I assumed that this young fellow was rich, though I had, and still have, no clear idea how rich. What hadn't occurred to me is how becoming rich, more or less unexpectedly, at the beginning of your adult life must make the world look different. Different than it looks to normal people who have to worry about money all their lives. Different than it looks to the conventionally rich, who get that way over the course of many years. Different, even, than it looks to those who inherit wealth and therefore grow up knowing it's coming. Of course! You get married, then you retire, then you have kids. That's life. In the stock-option culture, it makes perfect sense.
|
||||||||||||||
|
At Microsoft, until last week, almost every employee got stock options, in varying amounts, every year. Whether they made you rich depended on how early you got there, how long you stayed and how smart or lucky you were about when you cashed them in. (I was moderately late, and moderately stupid.) One of the charms of the stock-option culture is that it scrambles the usual linear relationship between status and wealth. Secretaries, if they got there in the 1980s, own big boats and second homes. Senior managers who came later have smaller bank accounts than some of their subordinates.
Microsoft announced last week that it would stop handing out stock options and start giving employees shares of stock instead. Other tech companies are expected to do likewise. What's the difference? An option is the right to buy a share at a certain price usually the market price at the time the option is issued. So an option is valuable only if the stock goes up. For most of Microsoft's history, that has not been a problem. In recent years, it has been a problem. Most recent options are "under water." They give you the unappealing right to buy the company's stock for more than it's currently selling for.
Actual shares of stock are worth something even if the price goes down. But shares don't increase in value as fast as options when the price is rising. (If a stock goes from $50 to $60, it has increased in value by $10, or 20% before taxes. If you have an option to buy a share of that same stock at $40, when the stock goes from $50 to $60, the value of the option increases from $10 to $20, or 100% before taxes.) And shares cost more for the company to issue, so companies won't hand out as many. In essence, employees will be giving up a risky bet on a lot of money in exchange for a safer bet on somewhat less money. It is an appropriate trade-off for a more sober financial age.

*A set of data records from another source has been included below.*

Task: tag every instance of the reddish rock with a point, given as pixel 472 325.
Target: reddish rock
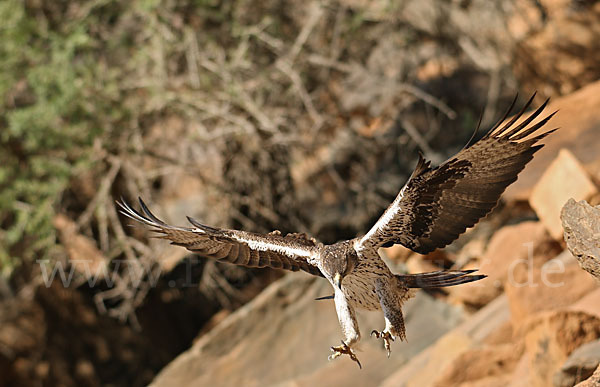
pixel 510 246
pixel 481 363
pixel 423 369
pixel 581 223
pixel 551 337
pixel 579 133
pixel 589 303
pixel 565 178
pixel 555 284
pixel 592 381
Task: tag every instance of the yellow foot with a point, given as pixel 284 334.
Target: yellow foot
pixel 344 349
pixel 386 336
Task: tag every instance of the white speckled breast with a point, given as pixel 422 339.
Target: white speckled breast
pixel 359 286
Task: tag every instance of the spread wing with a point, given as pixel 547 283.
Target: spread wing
pixel 438 204
pixel 291 252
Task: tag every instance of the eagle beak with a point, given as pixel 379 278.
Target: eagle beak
pixel 337 280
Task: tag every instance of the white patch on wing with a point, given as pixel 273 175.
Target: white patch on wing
pixel 389 213
pixel 266 246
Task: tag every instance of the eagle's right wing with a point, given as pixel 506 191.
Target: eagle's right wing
pixel 291 252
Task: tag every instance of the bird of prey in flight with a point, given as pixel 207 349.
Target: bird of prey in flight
pixel 433 208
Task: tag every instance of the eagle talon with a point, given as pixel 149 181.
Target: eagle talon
pixel 386 336
pixel 344 349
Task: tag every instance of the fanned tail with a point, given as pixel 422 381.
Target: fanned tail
pixel 439 279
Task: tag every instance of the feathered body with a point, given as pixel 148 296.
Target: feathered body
pixel 433 208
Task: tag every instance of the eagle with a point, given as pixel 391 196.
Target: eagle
pixel 434 207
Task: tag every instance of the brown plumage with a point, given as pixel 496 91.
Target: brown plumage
pixel 434 207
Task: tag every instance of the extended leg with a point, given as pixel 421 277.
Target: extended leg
pixel 349 325
pixel 391 298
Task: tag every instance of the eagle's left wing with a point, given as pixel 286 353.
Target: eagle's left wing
pixel 438 204
pixel 290 252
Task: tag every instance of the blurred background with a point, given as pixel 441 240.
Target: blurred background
pixel 297 116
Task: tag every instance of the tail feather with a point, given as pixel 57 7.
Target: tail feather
pixel 439 279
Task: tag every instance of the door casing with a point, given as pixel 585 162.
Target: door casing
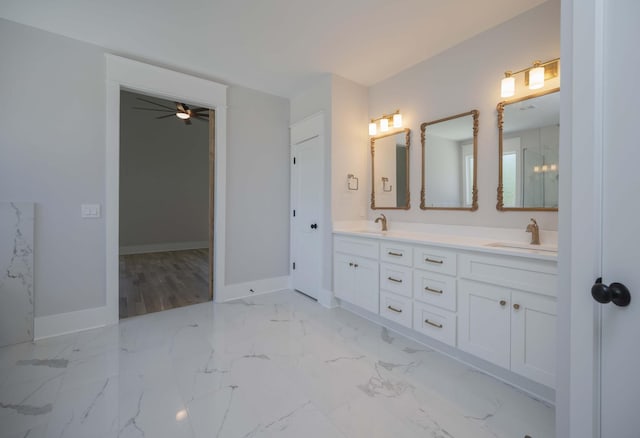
pixel 123 73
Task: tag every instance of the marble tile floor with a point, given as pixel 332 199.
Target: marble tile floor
pixel 276 365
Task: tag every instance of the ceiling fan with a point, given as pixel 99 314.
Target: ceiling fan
pixel 181 111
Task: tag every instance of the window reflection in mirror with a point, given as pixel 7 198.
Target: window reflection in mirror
pixel 529 144
pixel 390 170
pixel 449 163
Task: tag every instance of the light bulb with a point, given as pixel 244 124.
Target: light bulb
pixel 508 85
pixel 397 120
pixel 536 76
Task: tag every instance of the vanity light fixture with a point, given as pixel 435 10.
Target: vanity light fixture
pixel 386 122
pixel 534 76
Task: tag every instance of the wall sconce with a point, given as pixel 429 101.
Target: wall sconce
pixel 534 76
pixel 352 182
pixel 394 119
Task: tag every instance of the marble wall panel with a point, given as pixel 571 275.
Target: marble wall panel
pixel 16 272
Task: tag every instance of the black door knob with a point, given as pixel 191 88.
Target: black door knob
pixel 616 293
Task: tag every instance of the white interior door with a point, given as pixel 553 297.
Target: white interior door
pixel 307 201
pixel 620 355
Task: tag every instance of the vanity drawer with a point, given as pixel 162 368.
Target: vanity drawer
pixel 396 253
pixel 436 289
pixel 396 308
pixel 396 279
pixel 538 276
pixel 356 246
pixel 436 323
pixel 435 259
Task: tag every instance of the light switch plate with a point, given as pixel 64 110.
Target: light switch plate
pixel 90 210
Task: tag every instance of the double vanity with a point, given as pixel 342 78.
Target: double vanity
pixel 491 298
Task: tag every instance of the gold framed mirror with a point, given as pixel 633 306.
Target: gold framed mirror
pixel 528 143
pixel 450 163
pixel 390 171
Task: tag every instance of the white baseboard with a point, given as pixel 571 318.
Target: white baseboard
pixel 327 299
pixel 71 322
pixel 162 247
pixel 244 290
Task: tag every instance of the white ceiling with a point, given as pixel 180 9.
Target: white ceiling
pixel 277 46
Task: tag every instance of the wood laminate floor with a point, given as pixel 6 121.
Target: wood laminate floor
pixel 163 280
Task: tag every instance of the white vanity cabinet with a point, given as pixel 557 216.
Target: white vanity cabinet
pixel 355 272
pixel 396 278
pixel 434 293
pixel 495 306
pixel 509 317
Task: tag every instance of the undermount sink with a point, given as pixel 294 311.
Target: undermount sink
pixel 375 232
pixel 527 246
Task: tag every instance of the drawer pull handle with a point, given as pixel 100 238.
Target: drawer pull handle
pixel 439 262
pixel 435 324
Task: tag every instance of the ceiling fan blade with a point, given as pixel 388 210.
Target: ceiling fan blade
pixel 155 103
pixel 151 109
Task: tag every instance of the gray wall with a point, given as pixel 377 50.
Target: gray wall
pixel 164 177
pixel 52 152
pixel 462 78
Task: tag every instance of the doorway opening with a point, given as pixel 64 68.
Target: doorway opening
pixel 165 204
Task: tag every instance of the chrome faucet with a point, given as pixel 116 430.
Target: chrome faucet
pixel 382 218
pixel 535 232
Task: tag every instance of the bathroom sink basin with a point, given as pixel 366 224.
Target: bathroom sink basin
pixel 527 246
pixel 372 232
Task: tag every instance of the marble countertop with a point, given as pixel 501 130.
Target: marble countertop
pixel 492 245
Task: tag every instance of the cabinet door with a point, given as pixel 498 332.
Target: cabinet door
pixel 366 279
pixel 533 336
pixel 484 319
pixel 344 286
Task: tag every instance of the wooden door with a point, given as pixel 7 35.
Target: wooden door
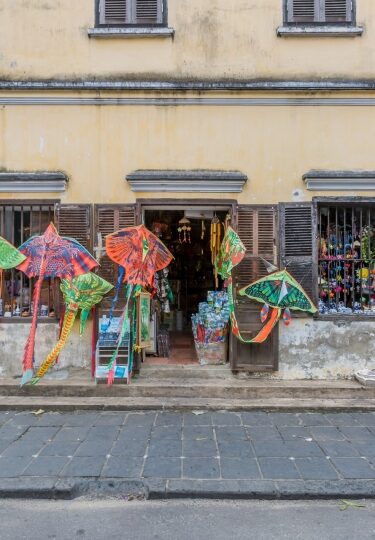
pixel 256 226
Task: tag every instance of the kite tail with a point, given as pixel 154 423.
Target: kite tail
pixel 53 355
pixel 124 325
pixel 266 329
pixel 28 355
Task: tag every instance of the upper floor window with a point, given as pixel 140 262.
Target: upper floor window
pixel 131 12
pixel 324 12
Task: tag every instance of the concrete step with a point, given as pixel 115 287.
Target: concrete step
pixel 224 389
pixel 48 403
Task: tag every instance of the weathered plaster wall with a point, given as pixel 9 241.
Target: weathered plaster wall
pixel 97 146
pixel 325 350
pixel 77 352
pixel 213 39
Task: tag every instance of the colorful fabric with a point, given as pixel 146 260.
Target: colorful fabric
pixel 279 290
pixel 10 257
pixel 81 293
pixel 139 252
pixel 49 255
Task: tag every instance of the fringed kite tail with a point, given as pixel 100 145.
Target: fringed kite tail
pixel 53 355
pixel 28 355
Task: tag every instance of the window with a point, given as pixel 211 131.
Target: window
pixel 346 264
pixel 131 12
pixel 17 223
pixel 322 12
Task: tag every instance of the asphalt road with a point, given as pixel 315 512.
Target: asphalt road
pixel 184 520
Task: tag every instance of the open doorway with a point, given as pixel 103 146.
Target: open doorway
pixel 185 284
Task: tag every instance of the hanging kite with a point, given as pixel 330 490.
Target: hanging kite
pixel 49 255
pixel 140 255
pixel 10 257
pixel 82 292
pixel 278 290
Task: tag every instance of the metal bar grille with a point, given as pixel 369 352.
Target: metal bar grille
pixel 17 224
pixel 346 259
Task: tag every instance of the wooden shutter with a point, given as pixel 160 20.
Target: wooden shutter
pixel 338 11
pixel 256 226
pixel 147 11
pixel 296 243
pixel 74 220
pixel 319 11
pixel 109 219
pixel 113 11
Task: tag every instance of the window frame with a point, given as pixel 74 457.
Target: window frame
pixel 317 202
pixel 33 202
pixel 338 24
pixel 162 24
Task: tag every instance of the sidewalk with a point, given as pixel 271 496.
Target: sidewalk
pixel 201 454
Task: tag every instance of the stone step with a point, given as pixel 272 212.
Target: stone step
pixel 48 403
pixel 251 389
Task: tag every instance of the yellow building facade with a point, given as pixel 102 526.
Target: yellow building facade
pixel 239 105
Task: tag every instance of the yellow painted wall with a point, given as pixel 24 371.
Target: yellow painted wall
pixel 98 145
pixel 214 39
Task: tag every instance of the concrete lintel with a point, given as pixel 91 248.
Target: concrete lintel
pixel 319 31
pixel 130 32
pixel 33 182
pixel 325 180
pixel 200 181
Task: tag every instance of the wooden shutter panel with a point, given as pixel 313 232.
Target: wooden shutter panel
pixel 296 243
pixel 256 228
pixel 74 220
pixel 338 11
pixel 148 11
pixel 113 11
pixel 109 219
pixel 303 11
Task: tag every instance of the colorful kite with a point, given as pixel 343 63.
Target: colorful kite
pixel 278 290
pixel 10 257
pixel 82 292
pixel 49 255
pixel 140 255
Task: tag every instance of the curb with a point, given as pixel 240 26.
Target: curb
pixel 158 489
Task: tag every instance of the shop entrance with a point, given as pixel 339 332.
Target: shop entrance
pixel 192 234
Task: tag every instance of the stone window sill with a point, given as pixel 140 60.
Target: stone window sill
pixel 131 32
pixel 319 31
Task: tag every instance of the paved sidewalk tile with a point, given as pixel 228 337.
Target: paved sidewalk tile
pixel 13 466
pixel 357 433
pixel 278 468
pixel 314 419
pixel 204 468
pixel 239 468
pixel 325 433
pixel 316 469
pixel 191 419
pixel 156 467
pixel 342 419
pixel 165 448
pixel 354 467
pixel 198 432
pixel 235 449
pixel 60 448
pixel 285 419
pixel 256 418
pixel 84 466
pixel 199 448
pixel 140 419
pixel 71 434
pixel 46 466
pixel 124 467
pixel 169 419
pixel 339 449
pixel 226 419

But in the Stock Auction Archipelago places like Seattle and Silicon Valley the stock-option culture will linger. It's a place where people who raise money for worthy causes and are used to circling their prey for months or years get blindsided by large checks from people they've never heard of. It's a world where many dads tend to the home while Mom goes off to work not to prove any political point but just because Mom and Dad took jobs long ago at different companies. Dad's job may even have been bigger. But Mom's company turned out to be Microsoft.
The stock-option culture has been a controlled experiment addressing the great unsolved question: Does money buy happiness? What do you do when, with most of your life still ahead, the thing that gets most of us up most mornings disappears? No doubt it is a nice problem to have, but it is a problem nevertheless. It may not be a problem for Bill Gates and the other high-tech visionaries for whom the company is a crusade. But what about all the ordinary-Joe or -Jane millionaires for whom it may be a great job but it's still just a job?
I wish I could reassure you that money does not buy happiness, but my impression is that on balance it does. Some of these folks retire before their parents can; some keep working as if they still had to. Many go off and start their own companies, looking for a second fortune to prove that the first one wasn't just a fluke. More than a few pour their lives and their money into good works. Others sink both into residential real estate. The money liberates the imaginations of some. Lack of imagination protects others from realizing how badly they've squandered this miraculous opportunity. But one way or another, stock options do seem to have made people happy. Getting shares of stock might make people happy too, but in the slow, old-fashioned way.